Method FiNER Acc Formula Acc Average
Base LLM 70.7 67.5 69.1
GEPA 73.5 71.5 72.5
ACE 78.3 85.5 81.9

Key Findings

  • ACE achieves a 17% average improvement on AppWorld (offline labeled). Using the open-source DeepSeek-V3.1, it reached the performance level of the GPT-4.o-driven IBM CUGA (ranked 1st) and surpassed it on the harder "test-challenge" split.
  • Strong Unsupervised Performance: Even without labels, ACE improves performance by 14.8% by utilizing execution feedback for self-improvement.
  • On financial tasks, ACE outperforms GEPA by 9.4% (72.5 → 81.9), demonstrating the advantage of accumulating domain knowledge for knowledge-intensive tasks.
  • Adaptation latency is reduced by 86.9% because incremental delta updates are much faster than full-text rewriting.
  • Ablations confirm that the Reflector role and multi-epoch refinement contribute significantly to the total gain.

Highlights & Insights

  • Conceptual Shift to "Playbook, not Prompt": Context should not be compressed; it should be continuously enriched. This aligns with trends like RAG and long-context, providing a clear design philosophy for context engineering.
  • Incremental Delta Updates as a Key Innovation: This effectively eliminates context collapse and allows for parallel merging, serving as a simple yet highly effective engineering design.
  • Unsupervised Self-Improvement: The ability to build an effective context solely from execution feedback paves the way for true self-improving agents.
  • Reusable Three-Role Pattern: The Generator-Reflector-Curator pattern can be migrated to other LLM systems that need to learn from experience.

Limitations & Future Work

  • As the number of bullets grows, the context may exceed the window limit, requiring smarter retrieval or compression strategies.
  • De-duplication depends on the quality of semantic embeddings; bullets that are similar but not identical might still accumulate.
  • The requirement for Generator/Reflector/Curator to use the same model limits the flexibility of using different model sizes to optimize costs.
  • Order dependency in online mode (earlier samples affecting subsequent context) has not been analyzed for potential bias.
  • vs. Dynamic Cheatsheet: ACE builds upon DC but solves the context collapse issue by introducing the Reflector and delta update mechanisms.
  • vs. GEPA: GEPA is a prompt optimizer (pursuing concise prompts), while ACE is context engineering (pursuing comprehensive playbooks). ACE significantly outperforms GEPA in agentic and financial tasks.
  • vs. TextGrad: While TextGrad uses gradient-like textual feedback to optimize prompts, ACE uses structured bullets to accumulate strategies, avoiding information loss caused by rewriting.

Supplementary Discussion

Why is Context Engineering More Important than Prompt Engineering?

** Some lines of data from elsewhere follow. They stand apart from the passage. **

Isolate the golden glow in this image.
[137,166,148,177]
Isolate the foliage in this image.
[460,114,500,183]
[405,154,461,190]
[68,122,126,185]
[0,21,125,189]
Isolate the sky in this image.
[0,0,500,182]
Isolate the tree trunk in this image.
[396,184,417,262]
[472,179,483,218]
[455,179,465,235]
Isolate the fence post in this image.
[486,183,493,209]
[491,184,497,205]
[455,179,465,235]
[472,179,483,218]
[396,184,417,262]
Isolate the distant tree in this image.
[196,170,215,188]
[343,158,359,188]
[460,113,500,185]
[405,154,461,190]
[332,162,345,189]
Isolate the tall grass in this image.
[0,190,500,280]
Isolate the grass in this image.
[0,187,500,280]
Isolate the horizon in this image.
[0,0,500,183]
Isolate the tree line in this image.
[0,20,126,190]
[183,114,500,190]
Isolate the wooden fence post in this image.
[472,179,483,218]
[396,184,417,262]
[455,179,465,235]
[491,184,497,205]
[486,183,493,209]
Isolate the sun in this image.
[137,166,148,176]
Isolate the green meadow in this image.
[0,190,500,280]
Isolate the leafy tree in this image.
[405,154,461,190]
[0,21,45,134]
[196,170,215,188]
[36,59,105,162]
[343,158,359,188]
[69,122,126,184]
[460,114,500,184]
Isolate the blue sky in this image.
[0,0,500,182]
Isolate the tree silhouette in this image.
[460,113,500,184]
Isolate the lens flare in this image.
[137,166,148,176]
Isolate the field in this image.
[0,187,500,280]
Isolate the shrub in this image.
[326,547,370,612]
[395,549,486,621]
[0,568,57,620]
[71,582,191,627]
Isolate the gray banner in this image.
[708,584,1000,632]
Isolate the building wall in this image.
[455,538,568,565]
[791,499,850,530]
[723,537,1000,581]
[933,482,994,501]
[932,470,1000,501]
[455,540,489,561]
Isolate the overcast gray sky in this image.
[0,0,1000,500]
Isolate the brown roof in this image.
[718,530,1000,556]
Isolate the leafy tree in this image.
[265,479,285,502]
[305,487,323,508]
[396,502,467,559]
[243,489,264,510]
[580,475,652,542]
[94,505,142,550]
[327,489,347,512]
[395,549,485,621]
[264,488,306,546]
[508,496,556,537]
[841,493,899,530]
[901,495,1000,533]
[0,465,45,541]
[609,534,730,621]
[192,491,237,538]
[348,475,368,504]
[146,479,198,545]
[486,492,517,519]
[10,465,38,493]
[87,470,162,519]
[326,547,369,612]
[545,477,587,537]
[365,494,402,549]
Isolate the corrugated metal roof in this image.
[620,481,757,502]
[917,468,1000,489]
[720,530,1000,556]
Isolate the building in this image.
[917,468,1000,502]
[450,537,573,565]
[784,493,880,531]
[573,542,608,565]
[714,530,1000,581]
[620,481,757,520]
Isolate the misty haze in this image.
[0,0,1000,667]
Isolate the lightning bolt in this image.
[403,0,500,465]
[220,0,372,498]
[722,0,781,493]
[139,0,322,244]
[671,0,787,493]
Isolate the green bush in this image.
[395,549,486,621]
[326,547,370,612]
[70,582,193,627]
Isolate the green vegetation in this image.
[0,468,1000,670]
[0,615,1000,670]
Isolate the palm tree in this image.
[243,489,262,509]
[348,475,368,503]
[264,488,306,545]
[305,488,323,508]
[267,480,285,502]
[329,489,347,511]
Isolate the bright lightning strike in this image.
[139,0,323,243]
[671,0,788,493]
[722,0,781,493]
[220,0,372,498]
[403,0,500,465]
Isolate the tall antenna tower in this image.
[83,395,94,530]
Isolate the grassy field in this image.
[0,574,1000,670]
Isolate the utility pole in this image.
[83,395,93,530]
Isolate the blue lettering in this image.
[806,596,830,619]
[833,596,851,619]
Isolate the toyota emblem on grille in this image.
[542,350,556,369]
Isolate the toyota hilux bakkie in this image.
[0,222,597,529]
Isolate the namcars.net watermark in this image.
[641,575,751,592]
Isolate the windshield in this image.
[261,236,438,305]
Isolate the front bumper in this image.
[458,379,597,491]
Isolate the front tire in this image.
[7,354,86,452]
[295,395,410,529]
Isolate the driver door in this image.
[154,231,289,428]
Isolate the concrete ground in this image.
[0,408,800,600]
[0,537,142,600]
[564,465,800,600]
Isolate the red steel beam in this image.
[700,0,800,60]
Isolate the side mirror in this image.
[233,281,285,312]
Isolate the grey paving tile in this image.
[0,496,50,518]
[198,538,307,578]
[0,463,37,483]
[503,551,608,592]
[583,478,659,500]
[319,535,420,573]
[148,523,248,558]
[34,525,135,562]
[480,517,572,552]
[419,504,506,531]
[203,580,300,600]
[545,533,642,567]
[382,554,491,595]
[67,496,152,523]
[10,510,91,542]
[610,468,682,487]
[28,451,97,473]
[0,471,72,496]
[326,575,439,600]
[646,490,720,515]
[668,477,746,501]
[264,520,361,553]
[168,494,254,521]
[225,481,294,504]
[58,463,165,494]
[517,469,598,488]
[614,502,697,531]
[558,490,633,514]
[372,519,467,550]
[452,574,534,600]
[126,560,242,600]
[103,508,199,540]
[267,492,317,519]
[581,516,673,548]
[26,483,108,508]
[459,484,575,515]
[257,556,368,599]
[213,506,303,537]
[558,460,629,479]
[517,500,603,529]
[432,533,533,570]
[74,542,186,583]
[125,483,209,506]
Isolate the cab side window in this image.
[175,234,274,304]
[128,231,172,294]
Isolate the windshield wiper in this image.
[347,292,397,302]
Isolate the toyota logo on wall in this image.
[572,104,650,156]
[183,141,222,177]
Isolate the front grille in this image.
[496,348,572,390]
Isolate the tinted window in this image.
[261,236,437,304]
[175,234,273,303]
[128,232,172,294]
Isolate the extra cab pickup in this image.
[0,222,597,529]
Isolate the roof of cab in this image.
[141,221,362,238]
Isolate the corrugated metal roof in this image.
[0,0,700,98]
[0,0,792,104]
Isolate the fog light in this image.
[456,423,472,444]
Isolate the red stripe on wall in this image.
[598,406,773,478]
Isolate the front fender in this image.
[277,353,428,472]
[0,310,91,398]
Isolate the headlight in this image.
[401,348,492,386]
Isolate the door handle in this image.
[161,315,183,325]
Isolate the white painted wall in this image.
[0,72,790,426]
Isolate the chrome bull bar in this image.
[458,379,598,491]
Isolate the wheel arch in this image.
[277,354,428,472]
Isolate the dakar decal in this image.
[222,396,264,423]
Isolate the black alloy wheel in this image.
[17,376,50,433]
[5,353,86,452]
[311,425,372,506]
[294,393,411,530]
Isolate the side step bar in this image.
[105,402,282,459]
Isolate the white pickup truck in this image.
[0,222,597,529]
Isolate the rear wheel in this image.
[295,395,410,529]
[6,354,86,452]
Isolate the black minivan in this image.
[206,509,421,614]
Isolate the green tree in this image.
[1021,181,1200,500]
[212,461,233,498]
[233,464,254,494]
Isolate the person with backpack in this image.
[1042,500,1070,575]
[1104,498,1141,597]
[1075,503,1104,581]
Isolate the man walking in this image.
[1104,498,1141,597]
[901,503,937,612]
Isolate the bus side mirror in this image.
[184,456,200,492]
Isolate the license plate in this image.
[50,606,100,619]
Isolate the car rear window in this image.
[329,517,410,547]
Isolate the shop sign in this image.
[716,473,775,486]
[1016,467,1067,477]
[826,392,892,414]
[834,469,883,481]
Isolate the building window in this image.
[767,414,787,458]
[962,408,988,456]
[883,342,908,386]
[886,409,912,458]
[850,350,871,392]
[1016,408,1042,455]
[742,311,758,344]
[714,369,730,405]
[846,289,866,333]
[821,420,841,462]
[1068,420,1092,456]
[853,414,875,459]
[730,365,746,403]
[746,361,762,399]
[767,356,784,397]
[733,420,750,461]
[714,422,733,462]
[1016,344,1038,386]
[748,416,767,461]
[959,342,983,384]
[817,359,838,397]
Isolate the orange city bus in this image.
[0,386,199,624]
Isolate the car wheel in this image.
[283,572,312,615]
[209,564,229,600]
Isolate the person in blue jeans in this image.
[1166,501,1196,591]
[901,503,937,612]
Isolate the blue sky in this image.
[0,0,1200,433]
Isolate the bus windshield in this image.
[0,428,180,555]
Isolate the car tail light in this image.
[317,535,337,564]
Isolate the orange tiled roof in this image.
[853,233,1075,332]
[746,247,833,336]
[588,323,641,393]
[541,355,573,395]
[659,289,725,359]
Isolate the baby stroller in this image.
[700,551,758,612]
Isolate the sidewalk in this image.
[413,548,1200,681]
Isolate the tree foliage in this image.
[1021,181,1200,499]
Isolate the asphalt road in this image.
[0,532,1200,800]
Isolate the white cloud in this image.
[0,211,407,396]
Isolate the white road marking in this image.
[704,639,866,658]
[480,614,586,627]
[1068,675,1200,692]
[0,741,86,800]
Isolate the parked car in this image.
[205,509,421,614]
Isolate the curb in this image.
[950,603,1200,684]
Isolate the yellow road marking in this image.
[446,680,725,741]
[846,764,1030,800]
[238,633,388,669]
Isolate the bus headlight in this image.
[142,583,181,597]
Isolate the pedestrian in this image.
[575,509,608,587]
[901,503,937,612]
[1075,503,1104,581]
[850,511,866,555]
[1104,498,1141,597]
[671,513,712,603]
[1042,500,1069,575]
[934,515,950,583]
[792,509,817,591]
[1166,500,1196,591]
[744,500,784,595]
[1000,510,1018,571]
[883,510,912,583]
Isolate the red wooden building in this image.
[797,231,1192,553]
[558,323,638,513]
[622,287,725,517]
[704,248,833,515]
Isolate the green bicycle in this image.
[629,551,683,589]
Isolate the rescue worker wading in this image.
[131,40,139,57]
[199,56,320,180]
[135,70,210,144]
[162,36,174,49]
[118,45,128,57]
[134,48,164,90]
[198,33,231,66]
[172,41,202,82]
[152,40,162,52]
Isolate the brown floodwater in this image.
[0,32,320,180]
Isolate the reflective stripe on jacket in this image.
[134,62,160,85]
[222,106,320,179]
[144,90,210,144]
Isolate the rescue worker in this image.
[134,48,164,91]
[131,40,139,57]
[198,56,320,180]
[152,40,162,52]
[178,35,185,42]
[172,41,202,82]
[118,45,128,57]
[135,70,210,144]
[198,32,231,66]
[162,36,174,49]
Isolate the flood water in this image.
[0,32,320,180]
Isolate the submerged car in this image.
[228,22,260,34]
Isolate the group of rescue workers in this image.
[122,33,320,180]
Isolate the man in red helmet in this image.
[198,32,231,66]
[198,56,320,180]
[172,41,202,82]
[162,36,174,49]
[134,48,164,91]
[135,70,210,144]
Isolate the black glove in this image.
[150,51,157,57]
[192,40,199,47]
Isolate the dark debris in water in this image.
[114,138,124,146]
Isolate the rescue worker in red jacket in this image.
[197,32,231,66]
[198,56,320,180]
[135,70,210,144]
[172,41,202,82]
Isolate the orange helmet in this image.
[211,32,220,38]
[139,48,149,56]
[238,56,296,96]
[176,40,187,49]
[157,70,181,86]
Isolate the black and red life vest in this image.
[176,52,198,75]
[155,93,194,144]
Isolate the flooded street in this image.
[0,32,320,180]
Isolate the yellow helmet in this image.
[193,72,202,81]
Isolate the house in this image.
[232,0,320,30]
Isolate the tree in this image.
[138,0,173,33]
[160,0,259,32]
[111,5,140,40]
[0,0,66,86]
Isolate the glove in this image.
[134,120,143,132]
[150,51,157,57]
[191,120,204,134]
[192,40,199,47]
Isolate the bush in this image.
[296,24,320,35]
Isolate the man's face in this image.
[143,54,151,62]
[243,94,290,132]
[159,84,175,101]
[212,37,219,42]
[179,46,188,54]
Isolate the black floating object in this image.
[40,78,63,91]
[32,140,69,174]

Prompt Engineering is static—the system prompt is fixed once written. Context Engineering is dynamic—the context evolves based on the agent's operational experience, better matching the needs of agents in complex environments. The playbook's delta update mechanism is the concrete implementation of this philosophy.

Rating

  • Novelty: ⭐⭐⭐⭐ The "evolving playbook" concept and delta update design are practically innovative.
  • Experimental Thoroughness: ⭐⭐⭐⭐⭐ Two categories of benchmarks, multiple baselines, thorough ablations, and leaderboard comparisons.
  • Writing Quality: ⭐⭐⭐⭐⭐ Clear motivation, persuasive concepts, and smooth narrative.
  • Value: ⭐⭐⭐⭐⭐ A significant work in the field of context engineering with high practical utility.